The Guardian
August 8, 2013
It seems that women these days are too clever for their own good, at least when it comes to making babies. Research emerging from the London School of Economics examining the links between intelligence and maternal urges in women claims that more of the former means less of the latter. In an ideal world, such findings might be interpreted as smart women making smart choices, but instead it seems that this research is just adding fuel to the argument that women who don’t have children, regardless of the reason, are not just selfish losers but dumb ones as well.
Satoshi Kanazawa, the LSE psychologist behind the research, discussed the findings that maternal urges drop by 25% with every extra 15 IQ points in his book The Intelligence Paradox. In the opening paragraph of the chapter titled “Why intelligent people are the ultimate losers in life”, he makes his feelings about voluntary childlessness very clear:
If any value is deeply evolutionarily familiar, it is reproductive success. If any value is truly unnatural, if there is one thing that humans (and all other species in nature) are decisively not designed for, it is voluntary childlessness. All living organisms in nature, including humans, are evolutionarily designed to reproduce. Reproductive success is the ultimate end of all biological existence.

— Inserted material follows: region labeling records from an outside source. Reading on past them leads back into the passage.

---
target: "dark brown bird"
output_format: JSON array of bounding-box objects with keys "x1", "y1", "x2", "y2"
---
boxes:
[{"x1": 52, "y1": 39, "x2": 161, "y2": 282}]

That said then, Kanazawa finds it paradoxical that intelligent women apparently don’t possess the desire to pursue what should be the ultimate goal of their biological existence, (hence the loser reference). He says that it’s not yet known why intelligent women are having less babies but says it’s not the reason most people assume, that women with higher IQs are more likely to go to college and have demanding careers. Basically he seems to come to the paradoxical conclusion that intelligent women just aren’t all that wise.